New analysis from The King’s Fund shows a steep year-on-year rise in the number of hospital admissions related to homelessness in England.

In 2018/19, 27,883 people were admitted to hospital in England with a primary or secondary diagnosis of homelessness, up from 24,500 in 2017/18. Since 2013/14 there has been a 130% increase in hospital admissions related to homelessness.

The number of older people falling into homelessness has surged in recent years with a 39% rise in people over 60 approaching the authorities because they are in need of housing by local councils over the last five years, with the figure increasing from 1,800 in 2012-13 to 2,500 in 2017-18.

The analysis coincides with a new report from The King’s Fund which finds that many people sleeping rough struggle to access health and care services until they are acutely unwell.

A third of homelessness deaths are treatable medical conditions 

The report’s authors found that people who sleep rough experience a ‘toxic combination’ of struggles over personal safety, food, shelter and ill health. The average age of death for those who died while homeless in England and Wales in 2018 was 45 years old for males and 43 years old for females – more than 30 years below that of the general population. Around a third of these deaths are the result of treatable medical conditions like respiratory disease and HIV.

Despite their poor health, people sleeping rough often find it hard to access services. As well as practical barriers such as not owning a phone, the attitudes of some staff and a misbelief that patients need a home address to register for GP services can make it hard to book NHS appointments. Challenges accessing care often lead to health issues not being picked up until they are more serious and require hospital treatment.

Researchers from The King’s Fund examined efforts to better support people sleeping rough and have produced a series of practical recommendations for health and care services. They found that people sleeping rough rarely fit neatly into service specifications, meaning health, housing and care staff have to work around complicated rules and procedures. The authors recommend that staff be given greater flexibility to look beyond tight eligibility criteria for services and do the right thing for the individual.

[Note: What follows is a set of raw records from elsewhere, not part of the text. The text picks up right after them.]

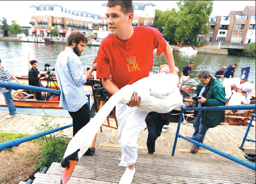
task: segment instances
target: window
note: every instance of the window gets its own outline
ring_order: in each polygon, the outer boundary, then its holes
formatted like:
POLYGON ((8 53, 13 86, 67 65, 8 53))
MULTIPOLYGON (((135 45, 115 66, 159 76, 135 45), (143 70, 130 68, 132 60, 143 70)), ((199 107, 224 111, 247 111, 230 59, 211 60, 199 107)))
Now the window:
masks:
POLYGON ((239 15, 238 17, 238 19, 245 19, 245 15, 239 15))
POLYGON ((214 25, 210 25, 210 29, 211 30, 213 30, 213 29, 214 29, 214 27, 215 27, 215 26, 214 25))
POLYGON ((235 26, 235 29, 244 29, 245 24, 236 24, 235 26))
POLYGON ((144 21, 144 26, 147 26, 148 25, 148 20, 145 20, 144 21))
POLYGON ((228 30, 228 25, 220 25, 220 29, 228 30))
POLYGON ((250 24, 249 29, 255 29, 255 24, 250 24))

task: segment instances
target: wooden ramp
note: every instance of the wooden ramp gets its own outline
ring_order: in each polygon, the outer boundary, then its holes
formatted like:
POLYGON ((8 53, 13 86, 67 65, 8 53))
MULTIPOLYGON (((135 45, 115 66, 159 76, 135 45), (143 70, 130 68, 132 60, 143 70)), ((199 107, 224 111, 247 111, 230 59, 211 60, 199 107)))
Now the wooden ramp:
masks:
MULTIPOLYGON (((124 171, 118 166, 119 150, 97 148, 78 162, 69 184, 117 184, 124 171)), ((255 184, 253 170, 228 159, 193 158, 139 153, 132 184, 255 184)), ((33 184, 59 184, 64 170, 53 163, 46 174, 37 174, 33 184)))

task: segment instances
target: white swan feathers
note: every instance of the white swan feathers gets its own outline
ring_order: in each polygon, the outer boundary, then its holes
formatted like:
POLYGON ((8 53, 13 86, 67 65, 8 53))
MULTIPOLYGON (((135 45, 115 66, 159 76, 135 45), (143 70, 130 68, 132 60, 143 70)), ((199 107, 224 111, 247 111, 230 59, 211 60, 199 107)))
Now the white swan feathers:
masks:
POLYGON ((71 140, 61 162, 67 167, 69 160, 78 160, 91 144, 94 136, 107 117, 118 103, 129 102, 135 92, 141 97, 141 111, 167 113, 182 104, 182 97, 177 87, 178 78, 172 74, 149 73, 131 85, 127 85, 115 93, 87 124, 71 140))

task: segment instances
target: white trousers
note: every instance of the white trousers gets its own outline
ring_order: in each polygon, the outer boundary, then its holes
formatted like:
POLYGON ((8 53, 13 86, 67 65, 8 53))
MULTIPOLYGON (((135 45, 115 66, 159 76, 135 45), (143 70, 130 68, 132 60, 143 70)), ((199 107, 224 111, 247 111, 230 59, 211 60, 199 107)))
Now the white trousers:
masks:
POLYGON ((119 166, 130 166, 136 162, 138 153, 138 135, 148 112, 126 104, 116 106, 116 116, 118 123, 117 133, 122 156, 119 166))

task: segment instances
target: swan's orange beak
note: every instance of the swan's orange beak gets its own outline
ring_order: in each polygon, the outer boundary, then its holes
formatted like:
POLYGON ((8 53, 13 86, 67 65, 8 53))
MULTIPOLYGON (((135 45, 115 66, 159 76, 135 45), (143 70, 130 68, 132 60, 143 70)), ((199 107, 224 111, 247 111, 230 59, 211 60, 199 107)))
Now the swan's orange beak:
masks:
POLYGON ((65 167, 60 177, 60 184, 66 184, 68 183, 76 163, 76 160, 69 160, 69 168, 68 169, 68 167, 65 167))

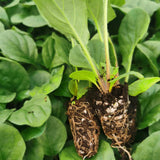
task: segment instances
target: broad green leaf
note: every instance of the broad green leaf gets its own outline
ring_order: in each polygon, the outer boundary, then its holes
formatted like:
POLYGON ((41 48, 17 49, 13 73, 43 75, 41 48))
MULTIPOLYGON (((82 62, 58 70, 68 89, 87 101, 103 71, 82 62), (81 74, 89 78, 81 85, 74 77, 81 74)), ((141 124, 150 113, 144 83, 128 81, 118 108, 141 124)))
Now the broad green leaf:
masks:
POLYGON ((47 25, 46 21, 40 15, 30 15, 26 17, 23 22, 25 26, 28 27, 43 27, 47 25))
MULTIPOLYGON (((60 160, 82 160, 82 158, 78 156, 74 145, 65 147, 59 157, 60 160)), ((90 160, 115 160, 114 152, 110 144, 104 140, 101 140, 98 153, 90 158, 90 160)))
POLYGON ((50 116, 46 130, 38 138, 38 142, 43 147, 44 154, 53 157, 62 150, 66 139, 67 132, 63 123, 56 117, 50 116))
POLYGON ((26 101, 22 108, 12 113, 9 121, 16 125, 39 127, 51 114, 51 103, 46 95, 39 95, 26 101))
POLYGON ((42 16, 56 30, 86 44, 87 7, 84 0, 34 0, 42 16))
POLYGON ((0 103, 9 103, 16 97, 15 92, 10 92, 4 88, 0 88, 0 103))
POLYGON ((32 71, 30 74, 30 84, 31 88, 35 86, 42 86, 45 83, 48 83, 51 79, 51 74, 45 70, 35 70, 32 71))
POLYGON ((17 62, 0 57, 0 88, 19 92, 29 88, 26 70, 17 62))
POLYGON ((116 6, 122 6, 123 4, 125 4, 125 0, 110 0, 111 4, 114 4, 116 6))
POLYGON ((139 96, 140 112, 138 128, 151 126, 160 119, 160 85, 155 84, 139 96))
POLYGON ((0 34, 0 48, 6 57, 19 62, 35 64, 38 60, 36 44, 27 35, 21 35, 13 30, 0 34))
POLYGON ((0 160, 23 159, 26 146, 16 128, 0 124, 0 146, 0 160))
POLYGON ((141 8, 146 11, 150 16, 160 8, 160 4, 152 2, 151 0, 127 0, 125 5, 123 5, 120 9, 125 13, 128 13, 133 8, 141 8))
POLYGON ((97 85, 97 78, 95 74, 91 71, 87 71, 87 70, 75 71, 70 74, 70 78, 76 79, 78 81, 80 80, 90 81, 93 84, 97 85))
POLYGON ((61 83, 62 76, 63 76, 63 71, 64 71, 64 66, 55 68, 52 70, 52 77, 50 78, 48 83, 45 83, 44 85, 40 87, 34 87, 30 95, 33 97, 35 95, 40 95, 40 94, 49 94, 56 90, 61 83))
POLYGON ((66 101, 62 97, 52 96, 51 98, 52 104, 52 115, 59 118, 63 123, 67 120, 65 103, 66 101))
POLYGON ((152 87, 155 83, 159 81, 159 77, 151 77, 137 80, 129 85, 129 95, 137 96, 138 94, 148 90, 150 87, 152 87))
POLYGON ((40 127, 25 127, 21 131, 21 135, 25 141, 30 141, 41 136, 46 129, 46 123, 40 127))
POLYGON ((15 109, 5 109, 0 111, 0 123, 4 123, 15 109))
POLYGON ((160 157, 160 131, 151 134, 142 141, 132 157, 134 160, 155 160, 160 157))
POLYGON ((160 120, 153 125, 149 126, 149 135, 154 132, 160 131, 160 120))
POLYGON ((36 139, 26 143, 26 152, 23 160, 43 160, 43 148, 39 145, 36 139))
MULTIPOLYGON (((103 0, 87 0, 87 8, 89 18, 91 18, 97 28, 101 41, 104 38, 104 1, 103 0)), ((108 22, 115 18, 114 10, 112 9, 110 2, 108 1, 108 22)))
POLYGON ((3 22, 3 24, 6 27, 9 27, 9 17, 8 17, 5 9, 2 8, 1 6, 0 6, 0 21, 3 22))
POLYGON ((150 66, 155 76, 159 76, 159 69, 157 59, 160 55, 160 42, 159 41, 146 41, 137 45, 138 49, 148 59, 150 66))
POLYGON ((130 71, 134 49, 147 32, 150 19, 142 9, 132 9, 122 20, 118 40, 123 58, 123 66, 130 71), (142 21, 143 19, 143 21, 142 21))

Misbelief that patients need a home address to register for GP services

As the government launches its new review of rough sleeping led by Dame Louise Casey, The King’s Fund is calling on her to highlight the critical importance of addressing physical and mental health issues to keep people off the streets and focus on removing barriers to joined-up work across agencies. This includes the implementation of rules about proving a ‘local connection’, which the research found can limit the support provided to people sleeping rough.

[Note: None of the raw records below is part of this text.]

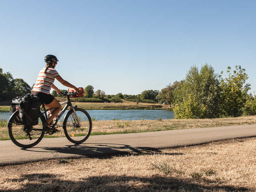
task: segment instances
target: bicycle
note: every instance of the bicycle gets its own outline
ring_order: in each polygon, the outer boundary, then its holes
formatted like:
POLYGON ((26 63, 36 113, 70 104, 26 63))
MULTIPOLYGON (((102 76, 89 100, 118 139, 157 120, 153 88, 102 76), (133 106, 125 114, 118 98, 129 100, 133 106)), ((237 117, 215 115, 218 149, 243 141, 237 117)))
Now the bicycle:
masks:
MULTIPOLYGON (((59 125, 58 123, 68 107, 69 110, 64 117, 62 125, 65 136, 70 141, 76 144, 81 143, 88 139, 92 131, 91 117, 84 109, 78 108, 76 105, 73 106, 70 98, 71 96, 75 97, 77 93, 74 92, 61 93, 67 96, 67 100, 61 103, 61 105, 65 104, 66 105, 53 121, 52 131, 49 131, 48 129, 43 125, 48 118, 47 111, 53 109, 46 110, 43 103, 42 104, 38 117, 38 124, 36 125, 23 124, 21 121, 18 110, 12 114, 9 119, 7 127, 10 138, 14 144, 23 148, 31 147, 42 140, 45 133, 48 134, 46 136, 55 133, 55 128, 59 125)), ((58 133, 60 135, 59 136, 63 136, 62 131, 58 133)))

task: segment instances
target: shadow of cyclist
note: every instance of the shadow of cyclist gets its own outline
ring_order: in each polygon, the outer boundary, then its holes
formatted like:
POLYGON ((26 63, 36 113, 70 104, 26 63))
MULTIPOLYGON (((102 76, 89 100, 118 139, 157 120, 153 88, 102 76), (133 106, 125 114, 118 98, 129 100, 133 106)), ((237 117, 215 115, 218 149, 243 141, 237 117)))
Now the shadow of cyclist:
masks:
POLYGON ((168 155, 182 155, 182 153, 162 153, 156 148, 138 147, 134 147, 127 145, 113 143, 87 143, 80 145, 66 145, 63 147, 34 147, 23 149, 26 151, 45 153, 57 153, 59 154, 68 154, 87 157, 98 157, 105 156, 122 155, 127 154, 136 155, 153 155, 161 154, 168 155), (40 149, 37 151, 37 148, 40 149))

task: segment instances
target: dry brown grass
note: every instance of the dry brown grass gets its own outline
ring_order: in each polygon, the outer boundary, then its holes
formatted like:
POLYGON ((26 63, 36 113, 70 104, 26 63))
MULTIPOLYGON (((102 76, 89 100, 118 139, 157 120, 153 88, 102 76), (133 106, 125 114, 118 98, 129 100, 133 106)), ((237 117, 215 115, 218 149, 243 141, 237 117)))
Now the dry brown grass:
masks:
MULTIPOLYGON (((91 135, 162 131, 173 129, 212 127, 234 125, 256 124, 256 116, 239 117, 200 119, 164 119, 133 121, 93 121, 91 135)), ((58 123, 60 132, 54 137, 65 137, 61 122, 58 123)), ((78 132, 76 133, 81 133, 78 132)), ((0 127, 0 140, 9 139, 6 127, 0 127)))
POLYGON ((240 139, 65 164, 56 159, 0 167, 0 190, 254 191, 256 142, 240 139))

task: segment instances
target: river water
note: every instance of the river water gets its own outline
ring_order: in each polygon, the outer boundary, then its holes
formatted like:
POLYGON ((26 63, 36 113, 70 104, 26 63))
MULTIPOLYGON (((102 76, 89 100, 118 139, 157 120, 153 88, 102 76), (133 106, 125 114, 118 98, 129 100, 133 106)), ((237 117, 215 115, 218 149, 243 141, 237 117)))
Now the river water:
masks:
MULTIPOLYGON (((120 120, 155 120, 160 117, 162 119, 172 119, 173 112, 165 110, 87 110, 91 118, 102 121, 118 119, 120 120)), ((62 116, 62 118, 64 115, 62 116)), ((0 117, 8 120, 10 117, 8 112, 0 112, 0 117)))

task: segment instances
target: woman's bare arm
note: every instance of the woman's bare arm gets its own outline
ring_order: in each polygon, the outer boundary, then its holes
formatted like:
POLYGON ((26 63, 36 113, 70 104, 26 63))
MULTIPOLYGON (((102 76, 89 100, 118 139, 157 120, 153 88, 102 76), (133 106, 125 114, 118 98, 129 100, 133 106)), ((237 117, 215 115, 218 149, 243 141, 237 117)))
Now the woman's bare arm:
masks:
POLYGON ((56 78, 58 81, 59 81, 63 85, 68 87, 70 87, 70 88, 73 88, 73 89, 75 89, 75 90, 77 92, 80 93, 80 91, 78 89, 77 87, 73 85, 71 83, 70 83, 64 80, 60 75, 55 76, 55 78, 56 78))

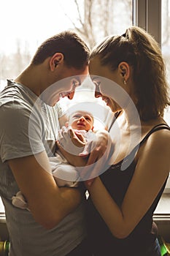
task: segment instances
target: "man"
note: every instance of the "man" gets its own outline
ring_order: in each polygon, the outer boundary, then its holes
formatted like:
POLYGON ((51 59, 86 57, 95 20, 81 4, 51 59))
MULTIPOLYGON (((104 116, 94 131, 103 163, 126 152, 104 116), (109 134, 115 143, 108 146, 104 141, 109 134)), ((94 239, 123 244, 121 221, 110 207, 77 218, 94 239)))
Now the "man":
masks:
POLYGON ((72 99, 88 74, 88 56, 75 33, 58 34, 40 45, 30 65, 0 94, 0 195, 10 256, 75 256, 80 246, 81 255, 88 255, 81 194, 58 188, 48 160, 59 129, 51 106, 60 96, 72 99), (18 189, 30 211, 12 206, 18 189))

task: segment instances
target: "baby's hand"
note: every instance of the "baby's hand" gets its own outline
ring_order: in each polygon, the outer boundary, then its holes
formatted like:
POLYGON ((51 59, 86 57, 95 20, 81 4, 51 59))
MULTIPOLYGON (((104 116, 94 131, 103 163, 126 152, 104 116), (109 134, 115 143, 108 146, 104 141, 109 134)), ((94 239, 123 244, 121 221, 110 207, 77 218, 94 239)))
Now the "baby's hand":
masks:
POLYGON ((58 132, 58 141, 68 153, 79 155, 85 146, 86 141, 79 131, 74 132, 71 127, 63 127, 58 132))

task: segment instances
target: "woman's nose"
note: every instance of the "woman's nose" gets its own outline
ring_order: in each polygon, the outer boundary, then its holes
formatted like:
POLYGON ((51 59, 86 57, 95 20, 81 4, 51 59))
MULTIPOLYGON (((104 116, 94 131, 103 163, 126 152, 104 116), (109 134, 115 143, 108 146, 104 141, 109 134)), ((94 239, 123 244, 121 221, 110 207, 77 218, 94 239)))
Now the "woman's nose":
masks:
POLYGON ((101 94, 98 91, 95 91, 95 94, 94 95, 95 95, 96 98, 99 98, 100 97, 101 97, 101 94))
POLYGON ((67 95, 67 97, 69 99, 72 99, 73 97, 74 97, 74 91, 71 91, 67 95))

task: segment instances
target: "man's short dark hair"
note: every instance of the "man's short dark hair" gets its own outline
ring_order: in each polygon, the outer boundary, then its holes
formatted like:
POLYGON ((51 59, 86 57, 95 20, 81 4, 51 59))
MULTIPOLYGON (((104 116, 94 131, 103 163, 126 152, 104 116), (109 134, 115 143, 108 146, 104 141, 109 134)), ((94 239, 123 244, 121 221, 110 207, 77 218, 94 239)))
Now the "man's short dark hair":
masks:
POLYGON ((88 47, 78 34, 72 31, 63 31, 42 42, 33 57, 31 64, 42 64, 55 53, 63 54, 64 61, 68 67, 80 69, 88 64, 88 47))

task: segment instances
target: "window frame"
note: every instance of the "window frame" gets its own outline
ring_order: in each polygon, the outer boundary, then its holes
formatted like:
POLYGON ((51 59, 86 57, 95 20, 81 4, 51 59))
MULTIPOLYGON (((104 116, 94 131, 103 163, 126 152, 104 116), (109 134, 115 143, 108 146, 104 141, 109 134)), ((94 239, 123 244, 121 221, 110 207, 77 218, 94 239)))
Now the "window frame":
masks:
MULTIPOLYGON (((132 6, 133 25, 150 33, 161 47, 161 0, 133 0, 132 6)), ((170 175, 163 193, 170 193, 170 175)))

The new report recommends that local health and care leaders co-ordinate their efforts with other agencies and avoid people who sleep rough being bounced from service to service. The authors also call on relevant government departments to work together to provide longer-term funding for local areas to allow them to plan and provide services effectively and sustainably.

Julia Cream, Fellow at The King’s Fund, and lead author of the new report, said: "People who sleep rough are living on the margins of society and all too often their health needs go unmet. They can face a toxic combination of drug and alcohol dependence, poor mental health, childhood trauma, abuse, and domestic violence. No one agency has all the solutions – health, housing, care and criminal justice all have to work hand in hand.

"Our research shows that the health and care of people who sleep rough can be improved when long-term funding is combined with local collaboration, listening to the needs of people who sleep rough and enabling staff to do the right thing."